Software used to compute the classical electric field from a protein structure (or structures) as well as sample the electric field topological data.
- gnuplot (only for plotting)
You can easily install gnuplot on Mac using homebrew
brew install gnuplot
On Linux, gnuplot should be in your package manager repo's already. For example on Ubuntu
sudo apt-get update
sudo apt-get install gnuplot
Binaries (version 0.4.3) are available for MacOSX (ARM 64, 'Apple Silicon'). Linux binaries are fully statically linked; however, MacOS binaries are still dynamically linked to system libraries. If you receive an error such as
/usr/lib64/libstdc++.so.6: version `GLIBCXX_3.4.26' not found
or something similar, you will have to compile from source (see below).
- CMake (Version 3.14 or higher)
- A compiler that implements C++17 features or newer
Note, this may not compile or run on Windows.

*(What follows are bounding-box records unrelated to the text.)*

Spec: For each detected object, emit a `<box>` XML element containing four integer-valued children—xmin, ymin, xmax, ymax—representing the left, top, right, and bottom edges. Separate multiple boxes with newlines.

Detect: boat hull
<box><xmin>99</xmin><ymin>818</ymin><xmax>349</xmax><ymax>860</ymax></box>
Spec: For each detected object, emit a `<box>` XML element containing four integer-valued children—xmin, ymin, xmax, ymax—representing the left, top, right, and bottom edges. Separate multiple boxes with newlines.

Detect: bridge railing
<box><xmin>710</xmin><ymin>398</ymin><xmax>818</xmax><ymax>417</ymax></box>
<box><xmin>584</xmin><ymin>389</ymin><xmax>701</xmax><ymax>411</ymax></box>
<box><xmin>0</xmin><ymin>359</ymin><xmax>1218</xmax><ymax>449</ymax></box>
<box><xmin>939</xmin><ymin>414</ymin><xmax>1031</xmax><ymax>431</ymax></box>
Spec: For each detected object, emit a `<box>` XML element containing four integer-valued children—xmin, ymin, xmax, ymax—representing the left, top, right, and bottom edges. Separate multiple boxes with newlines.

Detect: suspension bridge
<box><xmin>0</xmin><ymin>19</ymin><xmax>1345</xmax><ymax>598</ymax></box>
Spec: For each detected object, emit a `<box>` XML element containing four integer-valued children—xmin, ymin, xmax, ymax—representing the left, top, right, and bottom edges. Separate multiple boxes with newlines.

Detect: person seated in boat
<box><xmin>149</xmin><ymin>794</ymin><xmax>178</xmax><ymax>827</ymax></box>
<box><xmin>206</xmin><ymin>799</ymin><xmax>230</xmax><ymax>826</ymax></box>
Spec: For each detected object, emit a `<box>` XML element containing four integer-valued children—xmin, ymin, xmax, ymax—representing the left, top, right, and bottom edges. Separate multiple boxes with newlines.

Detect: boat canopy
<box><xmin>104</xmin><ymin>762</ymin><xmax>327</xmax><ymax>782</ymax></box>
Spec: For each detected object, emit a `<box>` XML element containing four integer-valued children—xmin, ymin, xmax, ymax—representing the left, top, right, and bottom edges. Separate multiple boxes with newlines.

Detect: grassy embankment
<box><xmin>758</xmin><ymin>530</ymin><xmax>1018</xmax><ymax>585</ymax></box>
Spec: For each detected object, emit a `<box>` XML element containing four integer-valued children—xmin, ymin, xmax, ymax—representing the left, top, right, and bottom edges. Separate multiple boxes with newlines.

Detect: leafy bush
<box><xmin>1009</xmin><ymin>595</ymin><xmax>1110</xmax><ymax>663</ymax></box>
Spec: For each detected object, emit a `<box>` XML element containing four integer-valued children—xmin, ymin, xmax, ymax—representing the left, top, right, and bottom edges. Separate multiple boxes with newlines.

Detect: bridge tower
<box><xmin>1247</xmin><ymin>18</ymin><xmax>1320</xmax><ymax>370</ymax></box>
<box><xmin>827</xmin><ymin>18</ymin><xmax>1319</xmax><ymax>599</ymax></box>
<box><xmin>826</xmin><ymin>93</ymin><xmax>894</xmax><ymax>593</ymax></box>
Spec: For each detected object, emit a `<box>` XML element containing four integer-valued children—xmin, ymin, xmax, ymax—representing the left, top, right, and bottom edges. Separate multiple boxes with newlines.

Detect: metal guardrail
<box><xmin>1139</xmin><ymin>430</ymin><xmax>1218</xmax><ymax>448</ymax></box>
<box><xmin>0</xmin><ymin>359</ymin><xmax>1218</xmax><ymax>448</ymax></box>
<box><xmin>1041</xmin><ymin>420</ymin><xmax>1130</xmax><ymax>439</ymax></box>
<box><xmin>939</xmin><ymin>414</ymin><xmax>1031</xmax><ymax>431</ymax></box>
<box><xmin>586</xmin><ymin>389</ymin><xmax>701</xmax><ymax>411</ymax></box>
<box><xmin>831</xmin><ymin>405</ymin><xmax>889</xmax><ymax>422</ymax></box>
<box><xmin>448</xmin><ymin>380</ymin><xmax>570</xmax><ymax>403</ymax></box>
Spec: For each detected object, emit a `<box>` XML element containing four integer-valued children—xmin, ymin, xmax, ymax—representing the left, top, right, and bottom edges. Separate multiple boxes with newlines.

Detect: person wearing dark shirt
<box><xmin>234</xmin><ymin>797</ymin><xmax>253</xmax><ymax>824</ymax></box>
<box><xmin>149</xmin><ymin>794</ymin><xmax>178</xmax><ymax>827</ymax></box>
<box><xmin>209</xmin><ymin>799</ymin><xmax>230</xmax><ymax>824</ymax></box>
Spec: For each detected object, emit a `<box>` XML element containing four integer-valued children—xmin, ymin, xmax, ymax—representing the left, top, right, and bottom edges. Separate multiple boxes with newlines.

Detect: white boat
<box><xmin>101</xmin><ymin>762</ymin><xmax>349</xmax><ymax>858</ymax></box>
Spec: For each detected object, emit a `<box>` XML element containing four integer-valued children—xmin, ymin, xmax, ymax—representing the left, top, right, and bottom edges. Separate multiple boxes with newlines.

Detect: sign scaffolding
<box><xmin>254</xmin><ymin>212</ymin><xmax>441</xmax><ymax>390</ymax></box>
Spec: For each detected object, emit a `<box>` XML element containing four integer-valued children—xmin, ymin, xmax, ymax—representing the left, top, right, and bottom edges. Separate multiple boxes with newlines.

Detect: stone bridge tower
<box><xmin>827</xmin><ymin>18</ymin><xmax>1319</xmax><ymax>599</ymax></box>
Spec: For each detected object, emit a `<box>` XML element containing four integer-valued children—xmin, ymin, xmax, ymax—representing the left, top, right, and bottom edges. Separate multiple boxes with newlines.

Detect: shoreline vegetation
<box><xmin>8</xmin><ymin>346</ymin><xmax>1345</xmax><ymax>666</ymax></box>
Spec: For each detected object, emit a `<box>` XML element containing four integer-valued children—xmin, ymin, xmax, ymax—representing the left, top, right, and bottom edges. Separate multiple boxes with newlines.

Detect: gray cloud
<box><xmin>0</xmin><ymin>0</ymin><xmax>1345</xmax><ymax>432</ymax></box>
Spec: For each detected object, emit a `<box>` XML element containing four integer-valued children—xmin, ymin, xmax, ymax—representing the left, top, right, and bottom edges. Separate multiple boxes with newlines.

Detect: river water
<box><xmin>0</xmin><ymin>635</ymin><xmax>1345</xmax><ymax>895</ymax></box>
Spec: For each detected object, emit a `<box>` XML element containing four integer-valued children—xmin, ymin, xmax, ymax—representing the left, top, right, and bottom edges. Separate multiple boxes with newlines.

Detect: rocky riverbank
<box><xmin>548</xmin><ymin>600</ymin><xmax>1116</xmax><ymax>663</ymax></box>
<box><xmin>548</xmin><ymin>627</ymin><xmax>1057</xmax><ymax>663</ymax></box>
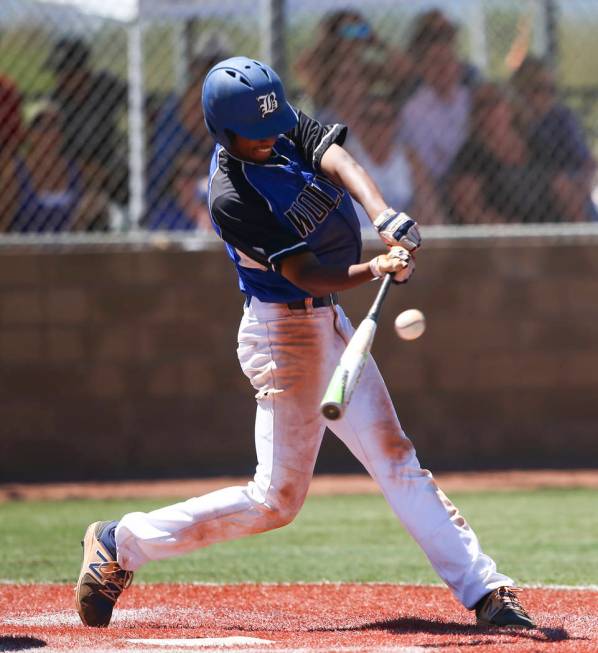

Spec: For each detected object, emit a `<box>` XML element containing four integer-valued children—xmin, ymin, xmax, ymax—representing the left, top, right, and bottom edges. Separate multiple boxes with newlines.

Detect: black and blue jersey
<box><xmin>208</xmin><ymin>112</ymin><xmax>361</xmax><ymax>302</ymax></box>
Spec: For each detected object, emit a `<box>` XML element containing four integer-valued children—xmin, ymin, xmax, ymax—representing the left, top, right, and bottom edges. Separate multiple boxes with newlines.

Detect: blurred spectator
<box><xmin>148</xmin><ymin>41</ymin><xmax>228</xmax><ymax>207</ymax></box>
<box><xmin>344</xmin><ymin>94</ymin><xmax>445</xmax><ymax>226</ymax></box>
<box><xmin>143</xmin><ymin>151</ymin><xmax>212</xmax><ymax>231</ymax></box>
<box><xmin>447</xmin><ymin>84</ymin><xmax>558</xmax><ymax>223</ymax></box>
<box><xmin>295</xmin><ymin>9</ymin><xmax>413</xmax><ymax>124</ymax></box>
<box><xmin>0</xmin><ymin>76</ymin><xmax>23</xmax><ymax>232</ymax></box>
<box><xmin>511</xmin><ymin>57</ymin><xmax>597</xmax><ymax>221</ymax></box>
<box><xmin>46</xmin><ymin>37</ymin><xmax>128</xmax><ymax>205</ymax></box>
<box><xmin>9</xmin><ymin>105</ymin><xmax>108</xmax><ymax>232</ymax></box>
<box><xmin>401</xmin><ymin>9</ymin><xmax>477</xmax><ymax>181</ymax></box>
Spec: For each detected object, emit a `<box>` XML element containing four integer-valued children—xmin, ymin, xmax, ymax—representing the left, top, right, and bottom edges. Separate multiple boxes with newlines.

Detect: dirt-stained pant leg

Download or clone this repository using
git clone https://github.com/matthew-hennefarth/CPET.git
Then, go into the project and make a build directory, mkdir build
and go into this directory, cd build
. We will then run cmake to build the binary.
cmake ../
make
This should create the executable, cpet
, in CPET/bin
to be used.
Calling cpet -h
will output the various options available. What is always needed is a pdb file and an options file. The pdb file should contain the partial atomic charges in the occupancy column (columns 55-60) for each atom. I recommend using the Atomic Charge Calculate II for generating partial atomic charges, and it will place the charges in the occupancy column automatically. The options file will tell the program what to compute and how.